There is no logical relationship between the pay a worker in a company gets and that the CEO or other boss gains. It simply doesn’t exist. To assert that it does is to descend into some sort of madness. For example, take a company that makes sandwiches – sure, they exist, they’re big business these days. The CEO can be running an organisation of 20,000 people – say, an example – dealing with all the things that CEOs of 20,000 strong companies do deal with. The sandwich makers are on minimum wage. Or we’ve the other bloke running an organisation of 20,000 more highly paid, umm, mineworkers. Dealing with all the things that CEOs of 20,000 strong companies deal with.
The pay of the two CEOs should be determined by what miners and sandwich makers get? Or what CEOs of 20,000 strong organisations get? D’ye see the problem?
Greedy bosses risk undermining Britain’s system of capitalism by boosting rewards at the top even as workers see wages stagnate, MPs have warned. Pay for chief executives should be more closely linked to that of their workforces, according to the members of the Business, Energy and Industrial Strategy Committee. Pension contributions should match those of normal workers and the committee that sets executive pay should include a staff representative, the MPs recommended. “In times of stagnant or minimal pay growth for the ordinary worker in particular, business leaders have a responsibility to avoid the eye-watering and unjustified executive pay awards that have recently too often embarrassed…
You can imagine the rest of that. Inequalideeee!
Insisting that pension contributions should match those is particularly stupid. It’s as if they’ve never heard of the lifetime income hypothesis, Modigliani or St Milton. Well, actually, they can’t have done to state something so numbingly stupid. Of course the bloke on £100,000, or £1,000,000, a year now will want a larger pension than someone on £20,000 now.
There’s also that rather more important point of course. What shareholders pay the people they hire is up to shareholders, it’s damn all to do with MPs. It is the shareholders’ money, not the MPs. And who doesn’t think that if CEOs were paid a little less than MPs – or, MPs were paid a little more than CEOs currently are – then that would be just fine and dandy by those MPs?

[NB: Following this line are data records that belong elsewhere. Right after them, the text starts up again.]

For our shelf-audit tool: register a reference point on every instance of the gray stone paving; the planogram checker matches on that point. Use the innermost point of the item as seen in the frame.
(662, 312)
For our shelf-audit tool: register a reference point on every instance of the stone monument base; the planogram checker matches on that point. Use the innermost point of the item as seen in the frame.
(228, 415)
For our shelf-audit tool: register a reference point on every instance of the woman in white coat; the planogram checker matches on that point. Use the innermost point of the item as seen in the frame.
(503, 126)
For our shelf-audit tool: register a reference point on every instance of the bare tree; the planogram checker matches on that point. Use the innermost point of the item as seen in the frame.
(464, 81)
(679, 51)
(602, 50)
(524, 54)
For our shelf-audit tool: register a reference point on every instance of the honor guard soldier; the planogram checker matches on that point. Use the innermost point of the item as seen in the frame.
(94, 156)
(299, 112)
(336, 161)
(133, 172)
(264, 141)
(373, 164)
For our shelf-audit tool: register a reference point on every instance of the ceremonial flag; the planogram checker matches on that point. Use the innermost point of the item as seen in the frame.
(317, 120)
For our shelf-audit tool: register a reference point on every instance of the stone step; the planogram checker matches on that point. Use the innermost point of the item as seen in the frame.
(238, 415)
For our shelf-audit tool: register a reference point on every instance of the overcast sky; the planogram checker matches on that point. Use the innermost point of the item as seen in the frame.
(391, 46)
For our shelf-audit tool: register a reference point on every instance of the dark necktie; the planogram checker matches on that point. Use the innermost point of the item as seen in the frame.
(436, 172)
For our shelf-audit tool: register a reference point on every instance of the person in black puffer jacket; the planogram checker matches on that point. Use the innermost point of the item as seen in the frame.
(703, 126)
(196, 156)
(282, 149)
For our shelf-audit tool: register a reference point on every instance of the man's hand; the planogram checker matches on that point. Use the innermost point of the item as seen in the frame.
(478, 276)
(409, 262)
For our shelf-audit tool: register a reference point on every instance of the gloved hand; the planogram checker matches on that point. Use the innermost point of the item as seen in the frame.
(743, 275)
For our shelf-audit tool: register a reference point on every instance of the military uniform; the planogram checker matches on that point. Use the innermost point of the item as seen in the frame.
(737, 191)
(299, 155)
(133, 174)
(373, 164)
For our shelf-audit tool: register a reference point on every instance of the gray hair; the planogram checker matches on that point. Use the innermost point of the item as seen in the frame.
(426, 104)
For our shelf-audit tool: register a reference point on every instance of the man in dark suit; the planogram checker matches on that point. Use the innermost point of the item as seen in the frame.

There being more than just a little suspicion that this is what is really being complained about. It’s the other members of that upper middle class, that establishment, complaining that CEO and banker pay has pulled away from their own, nowt to do with the lower orders at all.
But, really, it’s as little to do with MPs as what some editor agrees to pay me is:
The proposals go wrong right from the very start. How much people pay other people has got nothing to do with the government. It is other peoples’ money and for them to deploy as they wish. This is true of the few hundred people able to play football to Premiership levels just as is it of those few hundred capable of running large companies. There is also good evidence that these large sums are justified, and even a good deal. In football, not paying up leads to losing, then relegation. In business, we know that Japanese firms – which offer much more modest CEO pay – perform worse than the higher paying ones in English-speaking economies. Thus concern over high pay is incorrect on both moral and practical grounds.
The correct answer to this sort of impertinence from MPs is the Anglo Saxon Wave.